O que fazer quando um valor central da democracia é visto de forma tão diferente pelos congressistas e pela população? E quando esse mesmo valor é interpretado de maneira sem nenhum ponto de convergência por pessoas de visão política diferente?
Recentemente realizamos a pesquisa “Percepções sobre Liberdade de Expressão – População e Congresso”, a fim de investigar o atual descolamento da leitura sobre o tema entre a população brasileira e seus representantes políticos que atuam no Legislativo nacional.
Conceitualmente, ambos os universos reconheceram a pauta da liberdade de expressão como de alta prioridade para a democracia brasileira. Entre os congressistas a média da nota da prioridade desse tema, numa escala de 0 a 10, foi de 8,7. Para a população, a nota média foi de 7,2.

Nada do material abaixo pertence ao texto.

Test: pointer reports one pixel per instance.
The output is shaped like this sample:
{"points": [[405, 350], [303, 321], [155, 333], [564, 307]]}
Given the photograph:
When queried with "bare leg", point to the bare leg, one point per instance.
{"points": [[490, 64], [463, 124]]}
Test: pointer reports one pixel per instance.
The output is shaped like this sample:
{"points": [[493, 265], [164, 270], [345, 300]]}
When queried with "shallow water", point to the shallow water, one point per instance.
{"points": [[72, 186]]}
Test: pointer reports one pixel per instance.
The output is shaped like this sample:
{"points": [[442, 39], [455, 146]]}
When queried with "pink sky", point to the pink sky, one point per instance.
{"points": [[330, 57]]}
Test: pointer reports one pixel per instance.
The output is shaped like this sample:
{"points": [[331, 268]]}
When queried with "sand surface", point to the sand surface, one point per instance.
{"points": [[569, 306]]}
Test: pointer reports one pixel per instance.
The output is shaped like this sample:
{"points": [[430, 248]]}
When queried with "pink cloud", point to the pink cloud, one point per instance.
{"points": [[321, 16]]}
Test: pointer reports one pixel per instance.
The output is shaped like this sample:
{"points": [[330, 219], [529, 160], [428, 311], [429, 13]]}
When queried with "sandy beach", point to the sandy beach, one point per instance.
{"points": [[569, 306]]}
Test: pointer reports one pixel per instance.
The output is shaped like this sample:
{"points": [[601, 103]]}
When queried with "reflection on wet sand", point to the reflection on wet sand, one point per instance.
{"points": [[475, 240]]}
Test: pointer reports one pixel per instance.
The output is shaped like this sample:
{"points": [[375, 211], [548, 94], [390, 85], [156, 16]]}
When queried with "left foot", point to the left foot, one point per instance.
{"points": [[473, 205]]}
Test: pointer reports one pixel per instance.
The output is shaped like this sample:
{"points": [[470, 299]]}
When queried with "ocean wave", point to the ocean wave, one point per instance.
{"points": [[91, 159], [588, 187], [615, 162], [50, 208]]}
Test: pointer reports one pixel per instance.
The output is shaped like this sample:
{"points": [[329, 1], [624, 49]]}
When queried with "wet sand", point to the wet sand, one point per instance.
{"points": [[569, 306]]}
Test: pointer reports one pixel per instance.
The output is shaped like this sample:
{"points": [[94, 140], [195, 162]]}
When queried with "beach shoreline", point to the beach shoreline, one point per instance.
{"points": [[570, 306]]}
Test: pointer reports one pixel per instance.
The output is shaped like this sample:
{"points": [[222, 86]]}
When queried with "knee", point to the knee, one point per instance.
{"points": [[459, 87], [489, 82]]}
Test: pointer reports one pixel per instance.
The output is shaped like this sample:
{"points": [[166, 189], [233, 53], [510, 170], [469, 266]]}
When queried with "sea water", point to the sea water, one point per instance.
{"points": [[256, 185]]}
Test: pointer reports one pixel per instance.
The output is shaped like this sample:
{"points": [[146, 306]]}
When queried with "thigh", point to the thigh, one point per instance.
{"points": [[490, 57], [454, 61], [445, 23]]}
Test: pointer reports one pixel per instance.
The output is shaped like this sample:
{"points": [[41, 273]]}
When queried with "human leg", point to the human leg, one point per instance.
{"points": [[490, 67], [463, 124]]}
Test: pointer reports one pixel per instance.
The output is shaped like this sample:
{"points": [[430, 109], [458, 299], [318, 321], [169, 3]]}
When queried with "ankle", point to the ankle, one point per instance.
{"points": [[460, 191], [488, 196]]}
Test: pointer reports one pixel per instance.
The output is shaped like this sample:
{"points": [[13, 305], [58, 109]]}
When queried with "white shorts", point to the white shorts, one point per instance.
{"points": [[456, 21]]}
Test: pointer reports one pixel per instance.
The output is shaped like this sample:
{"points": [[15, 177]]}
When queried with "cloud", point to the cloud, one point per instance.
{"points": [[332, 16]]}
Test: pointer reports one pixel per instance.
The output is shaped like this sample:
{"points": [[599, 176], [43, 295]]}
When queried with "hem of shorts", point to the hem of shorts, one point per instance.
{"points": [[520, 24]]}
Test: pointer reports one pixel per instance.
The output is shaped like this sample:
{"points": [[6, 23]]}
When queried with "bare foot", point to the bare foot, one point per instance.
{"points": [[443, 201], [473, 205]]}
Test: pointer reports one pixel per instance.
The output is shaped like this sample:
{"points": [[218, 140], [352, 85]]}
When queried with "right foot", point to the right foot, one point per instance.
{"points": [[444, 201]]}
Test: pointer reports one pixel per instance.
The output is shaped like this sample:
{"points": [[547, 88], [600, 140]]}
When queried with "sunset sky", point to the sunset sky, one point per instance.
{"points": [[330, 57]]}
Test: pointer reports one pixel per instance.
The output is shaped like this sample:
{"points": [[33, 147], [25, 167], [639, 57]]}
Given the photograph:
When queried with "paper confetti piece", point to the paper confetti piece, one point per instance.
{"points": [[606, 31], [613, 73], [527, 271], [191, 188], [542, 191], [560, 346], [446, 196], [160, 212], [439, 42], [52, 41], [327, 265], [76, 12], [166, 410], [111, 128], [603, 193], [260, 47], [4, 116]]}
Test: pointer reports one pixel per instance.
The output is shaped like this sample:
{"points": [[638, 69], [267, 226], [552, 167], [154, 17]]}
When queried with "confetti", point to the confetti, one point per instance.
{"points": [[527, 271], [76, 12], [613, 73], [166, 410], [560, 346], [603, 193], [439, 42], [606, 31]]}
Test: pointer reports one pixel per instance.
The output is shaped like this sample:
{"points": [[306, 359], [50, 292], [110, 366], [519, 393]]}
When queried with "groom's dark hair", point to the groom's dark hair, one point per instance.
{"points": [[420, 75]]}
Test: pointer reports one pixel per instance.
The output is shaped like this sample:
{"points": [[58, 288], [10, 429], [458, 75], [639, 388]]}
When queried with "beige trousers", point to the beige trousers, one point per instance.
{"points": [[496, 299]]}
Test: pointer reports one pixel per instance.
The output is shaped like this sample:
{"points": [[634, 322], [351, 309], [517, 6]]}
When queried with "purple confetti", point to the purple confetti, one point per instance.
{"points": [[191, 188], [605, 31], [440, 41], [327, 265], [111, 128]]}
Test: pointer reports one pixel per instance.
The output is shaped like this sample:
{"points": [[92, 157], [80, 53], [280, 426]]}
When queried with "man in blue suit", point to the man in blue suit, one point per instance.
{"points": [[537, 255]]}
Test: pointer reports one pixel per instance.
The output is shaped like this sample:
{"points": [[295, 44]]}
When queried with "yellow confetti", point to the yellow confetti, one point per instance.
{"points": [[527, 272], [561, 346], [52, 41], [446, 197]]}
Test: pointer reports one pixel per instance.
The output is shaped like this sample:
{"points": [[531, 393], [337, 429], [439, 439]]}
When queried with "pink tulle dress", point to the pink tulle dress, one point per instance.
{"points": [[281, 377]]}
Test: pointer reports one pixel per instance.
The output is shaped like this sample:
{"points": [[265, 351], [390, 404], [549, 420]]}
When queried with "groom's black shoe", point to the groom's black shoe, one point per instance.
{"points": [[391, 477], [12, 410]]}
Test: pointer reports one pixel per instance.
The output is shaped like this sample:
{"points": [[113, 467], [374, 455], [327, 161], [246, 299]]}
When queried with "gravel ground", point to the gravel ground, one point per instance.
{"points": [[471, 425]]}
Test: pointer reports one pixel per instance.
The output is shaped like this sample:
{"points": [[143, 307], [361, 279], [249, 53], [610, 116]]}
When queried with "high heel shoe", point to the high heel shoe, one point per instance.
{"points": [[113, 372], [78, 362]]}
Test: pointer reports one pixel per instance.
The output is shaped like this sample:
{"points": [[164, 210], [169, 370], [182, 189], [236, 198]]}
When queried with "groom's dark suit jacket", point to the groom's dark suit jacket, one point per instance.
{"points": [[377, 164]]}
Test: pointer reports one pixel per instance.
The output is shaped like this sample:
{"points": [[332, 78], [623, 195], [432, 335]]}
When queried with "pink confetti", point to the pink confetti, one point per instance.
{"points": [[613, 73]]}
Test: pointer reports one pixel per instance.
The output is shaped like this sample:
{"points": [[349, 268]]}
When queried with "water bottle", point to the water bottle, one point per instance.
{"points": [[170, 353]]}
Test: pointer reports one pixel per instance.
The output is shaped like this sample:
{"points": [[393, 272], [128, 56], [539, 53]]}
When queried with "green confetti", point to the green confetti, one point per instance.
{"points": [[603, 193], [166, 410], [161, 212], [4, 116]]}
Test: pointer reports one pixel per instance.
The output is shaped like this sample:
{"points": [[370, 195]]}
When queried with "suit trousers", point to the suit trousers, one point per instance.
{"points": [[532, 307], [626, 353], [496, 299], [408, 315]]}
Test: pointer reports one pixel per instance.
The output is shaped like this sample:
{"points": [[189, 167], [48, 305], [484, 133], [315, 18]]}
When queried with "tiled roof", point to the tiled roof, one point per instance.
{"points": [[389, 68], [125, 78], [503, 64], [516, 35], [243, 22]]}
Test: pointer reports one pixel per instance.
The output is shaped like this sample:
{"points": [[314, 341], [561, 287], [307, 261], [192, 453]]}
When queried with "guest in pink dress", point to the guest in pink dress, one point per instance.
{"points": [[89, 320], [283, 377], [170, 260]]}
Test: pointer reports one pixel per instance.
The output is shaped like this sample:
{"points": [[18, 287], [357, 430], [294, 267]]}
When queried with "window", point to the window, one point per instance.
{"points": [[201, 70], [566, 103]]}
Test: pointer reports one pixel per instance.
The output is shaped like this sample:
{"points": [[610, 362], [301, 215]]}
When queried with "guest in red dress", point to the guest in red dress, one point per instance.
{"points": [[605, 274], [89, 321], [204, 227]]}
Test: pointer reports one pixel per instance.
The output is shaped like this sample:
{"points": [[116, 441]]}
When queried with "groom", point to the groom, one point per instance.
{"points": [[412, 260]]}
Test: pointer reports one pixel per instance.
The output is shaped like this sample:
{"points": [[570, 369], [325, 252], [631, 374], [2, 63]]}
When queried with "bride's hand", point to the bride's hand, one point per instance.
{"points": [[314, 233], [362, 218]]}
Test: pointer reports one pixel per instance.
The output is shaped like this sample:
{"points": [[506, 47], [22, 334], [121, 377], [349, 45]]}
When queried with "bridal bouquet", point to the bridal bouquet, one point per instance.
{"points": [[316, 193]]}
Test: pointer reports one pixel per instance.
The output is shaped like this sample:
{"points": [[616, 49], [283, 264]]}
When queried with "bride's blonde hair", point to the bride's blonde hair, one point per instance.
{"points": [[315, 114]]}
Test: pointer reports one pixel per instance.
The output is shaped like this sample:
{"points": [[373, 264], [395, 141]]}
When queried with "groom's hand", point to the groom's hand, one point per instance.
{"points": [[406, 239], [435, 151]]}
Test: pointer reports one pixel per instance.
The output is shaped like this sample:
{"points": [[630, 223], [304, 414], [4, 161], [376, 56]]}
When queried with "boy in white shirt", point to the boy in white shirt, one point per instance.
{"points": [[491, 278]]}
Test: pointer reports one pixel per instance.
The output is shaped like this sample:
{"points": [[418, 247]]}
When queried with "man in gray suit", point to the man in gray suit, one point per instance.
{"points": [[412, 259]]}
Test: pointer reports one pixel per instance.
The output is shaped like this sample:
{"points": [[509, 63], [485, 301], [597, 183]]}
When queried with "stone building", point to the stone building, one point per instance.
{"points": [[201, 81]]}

Que bom que é assim, dado que historicamente a democracia sempre foi baseada no diálogo entre opiniões diferentes, o regime do dissenso. Por isso, muitos autores se referem à liberdade de expressão como a “primeira liberdade”, aquela que permite a construção de todas as outras liberdades, e como o pilar da tolerância.
Porém, aprofundando os questionamentos da pesquisa e direcionando-os para elementos mais factuais, observamos a distância que começa a se formar entre todos aqueles que, até então, “falavam a mesma língua”. A questão passa não mais a ser sobre endossar ou não a ideia abstrata de liberdade de expressão, mas no que ela consiste, quais seus limites concretos e quem são os seus “inimigos”.

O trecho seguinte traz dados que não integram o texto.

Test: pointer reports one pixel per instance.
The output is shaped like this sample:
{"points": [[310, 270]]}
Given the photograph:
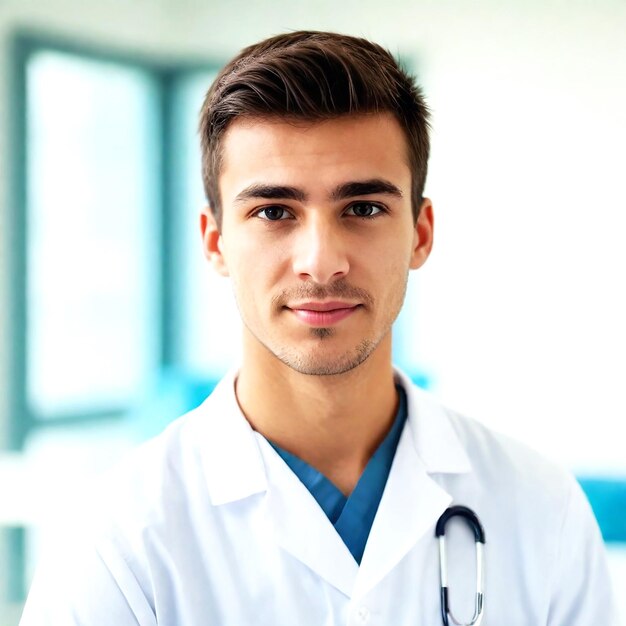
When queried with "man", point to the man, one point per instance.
{"points": [[306, 489]]}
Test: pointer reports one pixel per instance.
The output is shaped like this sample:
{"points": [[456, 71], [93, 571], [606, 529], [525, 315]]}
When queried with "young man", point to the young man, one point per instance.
{"points": [[307, 488]]}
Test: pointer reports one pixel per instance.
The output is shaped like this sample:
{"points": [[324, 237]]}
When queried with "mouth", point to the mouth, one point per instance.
{"points": [[321, 314]]}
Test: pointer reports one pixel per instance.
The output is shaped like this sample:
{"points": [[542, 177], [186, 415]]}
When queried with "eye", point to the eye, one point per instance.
{"points": [[364, 209], [273, 213]]}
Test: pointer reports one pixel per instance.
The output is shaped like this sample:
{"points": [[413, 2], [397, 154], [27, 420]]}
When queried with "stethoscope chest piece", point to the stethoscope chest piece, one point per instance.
{"points": [[479, 534]]}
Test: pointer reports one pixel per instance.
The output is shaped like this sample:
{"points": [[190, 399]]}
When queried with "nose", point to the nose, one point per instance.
{"points": [[320, 252]]}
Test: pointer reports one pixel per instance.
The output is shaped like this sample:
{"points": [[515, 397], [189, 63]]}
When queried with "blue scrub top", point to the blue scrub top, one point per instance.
{"points": [[353, 516]]}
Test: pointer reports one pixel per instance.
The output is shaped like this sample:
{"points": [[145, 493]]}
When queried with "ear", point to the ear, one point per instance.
{"points": [[212, 241], [423, 235]]}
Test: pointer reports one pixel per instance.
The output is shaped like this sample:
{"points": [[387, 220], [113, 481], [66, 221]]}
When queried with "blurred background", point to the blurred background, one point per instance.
{"points": [[111, 324]]}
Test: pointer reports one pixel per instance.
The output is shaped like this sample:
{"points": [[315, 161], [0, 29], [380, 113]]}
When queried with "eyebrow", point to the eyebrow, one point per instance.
{"points": [[351, 189]]}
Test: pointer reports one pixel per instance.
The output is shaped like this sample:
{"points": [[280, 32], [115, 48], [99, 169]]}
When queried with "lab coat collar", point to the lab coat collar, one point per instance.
{"points": [[230, 456], [239, 463], [435, 440]]}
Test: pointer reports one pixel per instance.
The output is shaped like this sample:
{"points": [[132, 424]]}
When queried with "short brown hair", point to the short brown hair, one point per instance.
{"points": [[310, 75]]}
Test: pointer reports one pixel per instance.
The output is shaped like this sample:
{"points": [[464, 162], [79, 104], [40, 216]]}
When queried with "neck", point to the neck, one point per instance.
{"points": [[334, 423]]}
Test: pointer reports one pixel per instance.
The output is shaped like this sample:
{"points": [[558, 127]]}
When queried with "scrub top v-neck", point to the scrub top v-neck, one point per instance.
{"points": [[352, 516]]}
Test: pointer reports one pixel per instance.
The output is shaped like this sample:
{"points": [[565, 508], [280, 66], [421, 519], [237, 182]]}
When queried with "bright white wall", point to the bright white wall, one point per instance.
{"points": [[520, 310]]}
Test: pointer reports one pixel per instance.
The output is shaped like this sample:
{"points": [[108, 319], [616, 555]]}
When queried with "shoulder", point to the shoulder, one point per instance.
{"points": [[504, 478]]}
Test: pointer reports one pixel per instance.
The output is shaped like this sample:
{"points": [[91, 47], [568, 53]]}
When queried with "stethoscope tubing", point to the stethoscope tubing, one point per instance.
{"points": [[479, 535]]}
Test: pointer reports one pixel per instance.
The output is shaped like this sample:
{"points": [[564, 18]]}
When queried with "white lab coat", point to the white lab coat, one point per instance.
{"points": [[206, 525]]}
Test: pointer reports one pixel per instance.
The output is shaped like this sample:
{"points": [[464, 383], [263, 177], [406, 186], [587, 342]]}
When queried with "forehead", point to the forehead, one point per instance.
{"points": [[313, 154]]}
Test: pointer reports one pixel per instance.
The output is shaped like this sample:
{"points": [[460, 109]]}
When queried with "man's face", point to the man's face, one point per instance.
{"points": [[317, 236]]}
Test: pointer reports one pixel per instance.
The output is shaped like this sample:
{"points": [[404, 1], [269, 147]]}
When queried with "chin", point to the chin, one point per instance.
{"points": [[327, 365]]}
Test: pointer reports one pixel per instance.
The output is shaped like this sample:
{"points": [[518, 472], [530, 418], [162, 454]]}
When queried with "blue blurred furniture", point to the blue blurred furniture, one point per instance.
{"points": [[175, 392]]}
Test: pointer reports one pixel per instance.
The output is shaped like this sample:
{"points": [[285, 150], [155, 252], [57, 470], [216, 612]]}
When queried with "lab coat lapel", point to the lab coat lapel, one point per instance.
{"points": [[239, 463], [302, 528], [412, 501]]}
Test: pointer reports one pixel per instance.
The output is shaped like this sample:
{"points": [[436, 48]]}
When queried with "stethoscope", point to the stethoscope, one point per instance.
{"points": [[479, 534]]}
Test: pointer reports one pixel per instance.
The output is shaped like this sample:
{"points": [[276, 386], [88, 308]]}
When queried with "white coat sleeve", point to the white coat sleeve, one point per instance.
{"points": [[581, 588], [87, 586]]}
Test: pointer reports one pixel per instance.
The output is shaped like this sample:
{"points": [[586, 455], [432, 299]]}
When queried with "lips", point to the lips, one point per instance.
{"points": [[323, 313]]}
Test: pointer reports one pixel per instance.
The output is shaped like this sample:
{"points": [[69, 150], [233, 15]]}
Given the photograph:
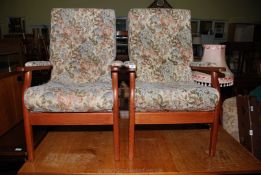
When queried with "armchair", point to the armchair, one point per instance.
{"points": [[162, 90], [80, 91]]}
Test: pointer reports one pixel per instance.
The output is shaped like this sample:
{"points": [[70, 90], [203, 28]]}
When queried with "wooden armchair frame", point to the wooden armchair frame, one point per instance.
{"points": [[74, 118], [176, 117]]}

O que para uns seguia sendo um direito, para outros passava a ser um discurso perigoso; o que para uns deveria ser intocável, para outros deveria ser censurado; o que para uns era liberdade, para outros era uma violação à democracia.
No levantamento fica explícito quando 35% da população respondeu que é proibido “defender publicamente que o STF está prejudicando a democracia”, enquanto 37,1% disseram que não é proibido (19% responderam que depende e 8,9% não souberam ou não responderam). Esses dados são apenas um exemplo dos diversos casos em que constatamos esse grande desalinhamento.

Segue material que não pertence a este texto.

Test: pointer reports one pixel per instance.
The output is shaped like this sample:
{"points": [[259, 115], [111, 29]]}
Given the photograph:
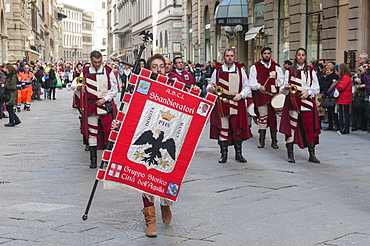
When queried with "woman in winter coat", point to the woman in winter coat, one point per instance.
{"points": [[53, 82], [344, 87], [11, 87], [327, 81]]}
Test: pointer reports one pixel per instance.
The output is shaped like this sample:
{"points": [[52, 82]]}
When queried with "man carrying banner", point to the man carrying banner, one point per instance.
{"points": [[178, 73], [264, 77], [99, 107], [228, 118], [25, 95], [156, 63]]}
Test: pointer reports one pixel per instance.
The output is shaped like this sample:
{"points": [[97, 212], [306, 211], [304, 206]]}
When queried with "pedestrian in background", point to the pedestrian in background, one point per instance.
{"points": [[11, 87], [326, 81], [37, 83], [52, 82], [344, 87], [2, 90]]}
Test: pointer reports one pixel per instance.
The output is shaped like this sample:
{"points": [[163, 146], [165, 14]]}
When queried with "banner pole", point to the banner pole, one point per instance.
{"points": [[84, 217]]}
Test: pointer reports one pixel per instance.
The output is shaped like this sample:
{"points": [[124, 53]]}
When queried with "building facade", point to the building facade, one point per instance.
{"points": [[332, 29], [87, 35], [162, 18], [30, 30], [71, 45], [100, 35], [3, 32]]}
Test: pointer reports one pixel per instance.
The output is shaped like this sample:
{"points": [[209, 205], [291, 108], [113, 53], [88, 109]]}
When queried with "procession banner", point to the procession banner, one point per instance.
{"points": [[160, 129]]}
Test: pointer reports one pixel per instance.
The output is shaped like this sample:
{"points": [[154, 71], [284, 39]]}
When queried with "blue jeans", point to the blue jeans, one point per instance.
{"points": [[46, 93]]}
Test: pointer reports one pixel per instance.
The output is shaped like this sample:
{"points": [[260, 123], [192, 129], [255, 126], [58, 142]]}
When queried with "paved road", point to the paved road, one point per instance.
{"points": [[45, 183]]}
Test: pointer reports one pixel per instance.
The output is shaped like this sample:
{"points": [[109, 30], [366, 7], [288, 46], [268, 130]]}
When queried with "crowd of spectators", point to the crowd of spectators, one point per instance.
{"points": [[350, 107]]}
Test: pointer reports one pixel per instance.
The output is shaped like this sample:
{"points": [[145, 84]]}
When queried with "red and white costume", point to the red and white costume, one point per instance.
{"points": [[99, 84], [233, 80], [300, 121], [270, 76]]}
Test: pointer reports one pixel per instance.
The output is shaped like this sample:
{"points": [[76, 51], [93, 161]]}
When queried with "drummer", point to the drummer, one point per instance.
{"points": [[265, 76]]}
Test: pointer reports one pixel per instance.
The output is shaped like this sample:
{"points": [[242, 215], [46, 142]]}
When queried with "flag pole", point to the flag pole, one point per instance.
{"points": [[146, 38]]}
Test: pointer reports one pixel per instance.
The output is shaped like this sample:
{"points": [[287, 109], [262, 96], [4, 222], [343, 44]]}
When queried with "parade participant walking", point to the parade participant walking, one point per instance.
{"points": [[100, 109], [228, 119], [265, 76], [37, 83], [11, 87], [26, 78], [300, 121], [179, 74], [168, 65], [125, 78], [344, 87], [52, 81], [156, 63]]}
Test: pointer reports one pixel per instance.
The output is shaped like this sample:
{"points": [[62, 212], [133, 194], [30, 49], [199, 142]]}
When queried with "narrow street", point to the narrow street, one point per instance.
{"points": [[45, 183]]}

Não há consenso, tampouco aproximação interpretativa, entre os posicionamentos obtidos na pesquisa. Há, no entanto, divergências ideológicas que se acentuam em ambas as amostras abordadas – divergências, em casos, evidentes, mas que não auxiliam na definição clara daquilo que pode ou que não pode ser expresso pelas pessoas. Na falta de entendimento sobre o tema mantém-se incerto e aberto a interpretações não necessariamente coerentes.
Os dados ainda reforçam, em suma, que junto ao debate sobre liberdade de expressão, no Brasil, impõe-se, antes, a obrigatoriedade de um sério diálogo nacional em relação ao tema. Caso contrário, corre-se o risco de esvaziamento e, mais perigoso ainda, do sequestro da pauta para fins que não estejam associados à defesa da democracia e de seus direitos.
De qualquer forma, temos uma grande oportunidade na mão. Se o valor é prioritário para a maioria dos brasileiros e seus congressistas, é o momento certo de realinharmos esse valor. Para isso, precisamos começar por algo muito básico: ouvir e tolerar o que os outros pensam diferente de nós. Afinal de contas, como diria George Orwell: “Se a liberdade significa alguma coisa, será sobretudo o direito de dizer às outras pessoas o que elas não querem ouvir”.